When gen.throw(ValueError(...)) is called, the ValueError is raised on the line value = yield total. The generator’s own try...except block then handles it, logging the message and allowing the coroutine to continue its loop. If the generator did not handle the thrown exception, it would propagate out to the caller of throw().

The close() Method: Graceful Termination

The close() method is used to signal to the generator that it should terminate immediately. It works by injecting a GeneratorExit exception into the generator at the suspension point. This exception is intended to trigger the generator’s cleanup code (i.e., any finally blocks or context manager __exit__ methods).

def monitored_coroutine():
    try:
        value = 0
        while True:
            value = yield value
            print(f"Processed: {value}")
    finally:
        print("Performing crucial cleanup...")

gen = monitored_coroutine()
next(gen)
print(gen.send(100))  # Prints "Processed: 100", then yields 100
print(gen.send(200))  # Prints "Processed: 200", then yields 200
gen.close()           # Injects GeneratorExit, triggering the finally block.
# Output:
# Processed: 100
# 100
# Processed: 200
# 200
# Performing crucial cleanup...

It is a best practice to always structure generator-based coroutines with a try...finally block to ensure resources like open files or network connections are properly released, even if the coroutine is closed prematurely. If a generator ignores the GeneratorExit and yields another value (instead of exiting), the close() method will raise a RuntimeError.
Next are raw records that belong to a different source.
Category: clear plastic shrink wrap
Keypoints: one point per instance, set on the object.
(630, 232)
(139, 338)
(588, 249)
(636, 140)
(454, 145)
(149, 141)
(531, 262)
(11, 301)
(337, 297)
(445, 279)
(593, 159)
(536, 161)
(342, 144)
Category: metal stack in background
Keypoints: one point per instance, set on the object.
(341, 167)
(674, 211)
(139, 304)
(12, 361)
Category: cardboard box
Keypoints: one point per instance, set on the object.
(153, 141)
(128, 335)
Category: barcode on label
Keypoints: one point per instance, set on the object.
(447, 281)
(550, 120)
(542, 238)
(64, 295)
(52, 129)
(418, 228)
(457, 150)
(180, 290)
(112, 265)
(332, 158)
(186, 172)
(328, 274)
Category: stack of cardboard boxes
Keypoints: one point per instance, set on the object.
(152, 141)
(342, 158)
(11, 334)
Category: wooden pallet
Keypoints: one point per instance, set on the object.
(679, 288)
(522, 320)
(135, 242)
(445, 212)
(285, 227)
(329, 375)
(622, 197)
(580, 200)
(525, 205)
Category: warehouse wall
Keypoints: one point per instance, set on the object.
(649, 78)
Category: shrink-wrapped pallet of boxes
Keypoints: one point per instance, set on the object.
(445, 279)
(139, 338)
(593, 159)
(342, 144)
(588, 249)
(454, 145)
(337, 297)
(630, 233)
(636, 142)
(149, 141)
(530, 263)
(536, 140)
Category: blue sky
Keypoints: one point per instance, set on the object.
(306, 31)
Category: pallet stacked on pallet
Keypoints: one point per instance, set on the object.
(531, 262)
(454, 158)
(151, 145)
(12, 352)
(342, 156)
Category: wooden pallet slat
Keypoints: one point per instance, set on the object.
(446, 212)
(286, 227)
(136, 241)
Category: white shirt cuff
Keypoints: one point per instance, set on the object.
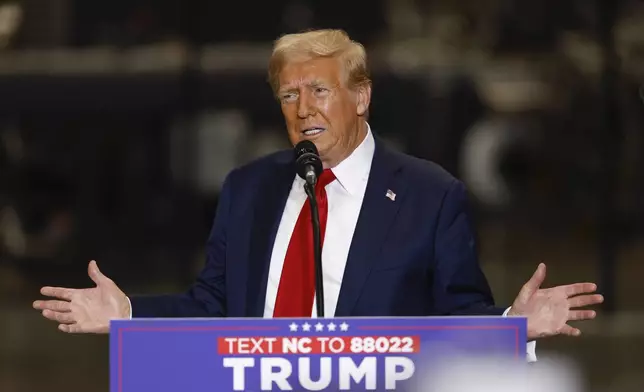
(130, 302)
(532, 346)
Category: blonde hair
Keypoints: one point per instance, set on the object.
(320, 43)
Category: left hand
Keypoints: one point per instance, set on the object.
(549, 310)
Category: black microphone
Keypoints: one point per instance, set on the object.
(307, 161)
(309, 167)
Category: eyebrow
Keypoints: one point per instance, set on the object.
(312, 83)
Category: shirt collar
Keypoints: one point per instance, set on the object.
(353, 171)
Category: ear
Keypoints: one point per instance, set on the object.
(364, 99)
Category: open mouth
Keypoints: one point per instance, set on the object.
(313, 131)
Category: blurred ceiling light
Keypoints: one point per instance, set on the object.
(514, 86)
(10, 20)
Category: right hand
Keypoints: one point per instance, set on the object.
(85, 310)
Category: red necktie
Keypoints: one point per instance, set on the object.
(297, 284)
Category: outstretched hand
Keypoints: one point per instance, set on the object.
(549, 310)
(85, 310)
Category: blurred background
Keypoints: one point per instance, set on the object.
(119, 120)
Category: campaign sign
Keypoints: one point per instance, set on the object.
(343, 354)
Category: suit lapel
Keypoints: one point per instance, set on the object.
(271, 199)
(376, 217)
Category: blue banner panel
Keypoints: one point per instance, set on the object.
(350, 354)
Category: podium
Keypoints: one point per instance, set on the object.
(330, 354)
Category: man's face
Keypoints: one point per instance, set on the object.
(319, 106)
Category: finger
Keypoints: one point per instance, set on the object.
(58, 306)
(95, 274)
(585, 300)
(536, 280)
(580, 288)
(66, 318)
(575, 315)
(570, 331)
(58, 292)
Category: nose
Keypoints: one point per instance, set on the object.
(305, 107)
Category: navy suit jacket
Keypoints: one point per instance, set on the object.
(413, 256)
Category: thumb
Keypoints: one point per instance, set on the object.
(94, 273)
(536, 280)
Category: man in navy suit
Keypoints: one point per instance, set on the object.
(397, 238)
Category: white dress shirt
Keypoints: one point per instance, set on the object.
(345, 196)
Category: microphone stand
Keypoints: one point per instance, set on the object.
(317, 248)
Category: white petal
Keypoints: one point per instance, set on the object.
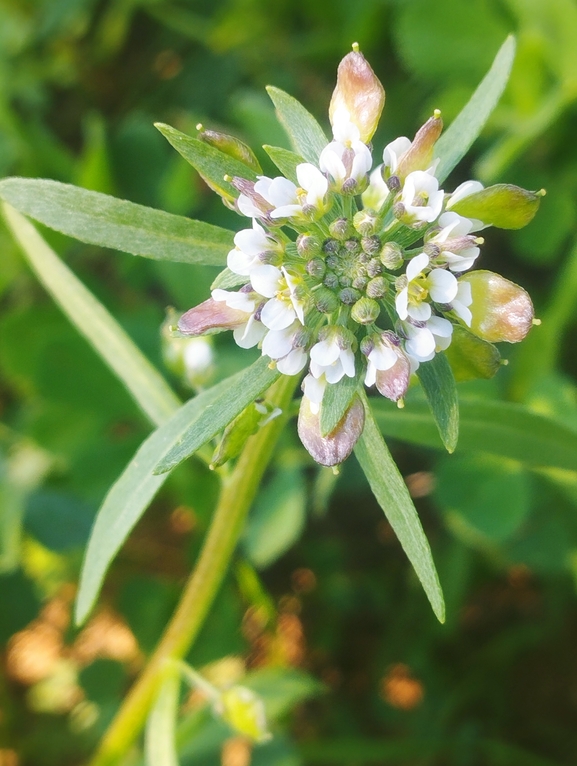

Common Pitfalls and Best Practices

  1. Priming the Coroutine: Forgetting to call next() or send(None) first is a very common mistake. The generator must be advanced to its first yield before it can receive values.
  2. State Management: Generator coroutines maintain state naturally within their local variables. This makes them excellent for modeling state machines or complex multi-step processes without needing to create a class.
  3. Limited Use with Async Frameworks: While powerful, generator-based coroutines are largely superseded by native async/await coroutines for I/O-bound concurrency. They cannot be directly awaited in an asyncio event loop without compatibility layers (@asyncio.coroutine decorator, deprecated since Python 3.8).
  4. Exception Handling: Be deliberate about what exceptions your coroutine handles internally versus what it allows to propagate out. The throw() method makes the caller a direct participant in the generator’s error handling.
  5. Finalization: Rely on close() and the resulting finally blocks for cleanup. Do not assume the generator will be exhausted naturally; it might be garbage collected early, which also triggers close().